Dengan mempresentasikan karya seni sebanyak 56 buah, para seniman ini tidak sekadar mengabsenkan diri ke hadapan publik, namun juga seperti berhasrat untuk mendiseminasikan gagasan kreatif dan kulturalnya ke masyarakat luas. Lingkup atau cakupan tanggung jawab akademik dan sosial direngkuh oleh Dactyl dalam satu kesempatan ini. Karya-karya seni ilustrasi, lukis dan grafis dipertaruhkan untuk direspons secara bebas dan terbuka di tengah publik (non-akademik).

***

Digital paint menjadi medium kreatif pilihan Abd. Rahman dalam pameran ini. Gagasan dasar karya-karyanya menggambarkan tentang dunia fantasi ketika dirinya masih kecil. Abd. Rahman serasa masih terkesan dengan dunia anak ketika segala imajinasi yang bebas dan keinginan yang diwujudkan pada sebuah dunia yang tidak terbatasi oleh aturan-aturan. Namun ada upaya lain yang ingin dibenamkan dalam karyanya, yakni menyisipkan aspek kearifan lokal Indonesia, khususnya Sulawesi. Aspek kemajuan teknologi juga dijadikan salah satu elemen penting pada karya-karyanya. Gagasan seperti sudah lazim dieksplorasi oleh banyak seniman di dunia. Mulai dari Jean Dubuffet di Prancis, hingga seniman Indonesia semacam Eddie Hara, Faizal, Erca Hestu Wahyuni dan masih banyak lagi. Catatan saya, karya-karya Abd. Rahman masih seperti terperangkap oleh logika orang dewasa. Mungkin ditambah oleh logika orang yang terdidik. Hasilnya, kebebasan ala dunia anak-anak belum tergali dengan optimal dan eksploratif. Abd. Rahman masih tampak ragu, terjerat oleh logika orang dewasa dan logika akademik tersebut.

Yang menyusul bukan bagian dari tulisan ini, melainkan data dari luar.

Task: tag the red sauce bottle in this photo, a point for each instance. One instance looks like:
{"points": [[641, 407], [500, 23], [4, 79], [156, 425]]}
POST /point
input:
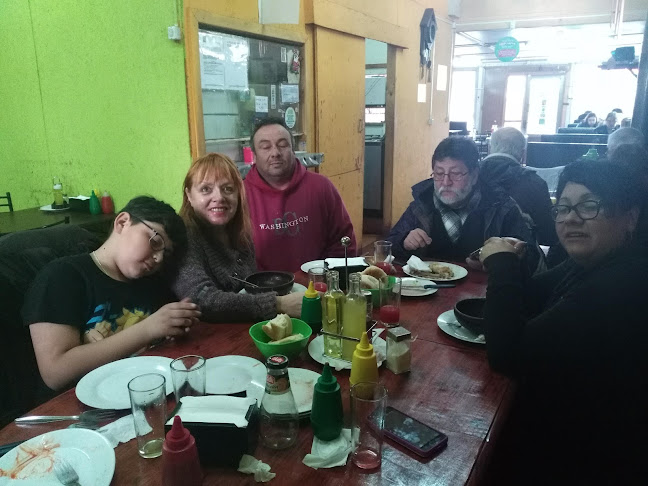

Sementara upaya untuk mengayakan medium mulai tampak pada karya-karya Abdul Rahman. Karyanya diterakan pada potongan kayu yang bentuknya tidak cukup beraturan, tidak simetris. Di atas medium itulah spirit literasi atas kekayaan kultural di sekitarnya, sebagai misal, dibedah dan digali. Misalnya, ilustrasi tentang perahu dengan berbagai jenis dan ragam fisiknya dijadikan sebagai sumber ide. Abdul Rahman menyadari betul tentang atribut Indonesia sebagai Negara Maritim terbesar di dunia.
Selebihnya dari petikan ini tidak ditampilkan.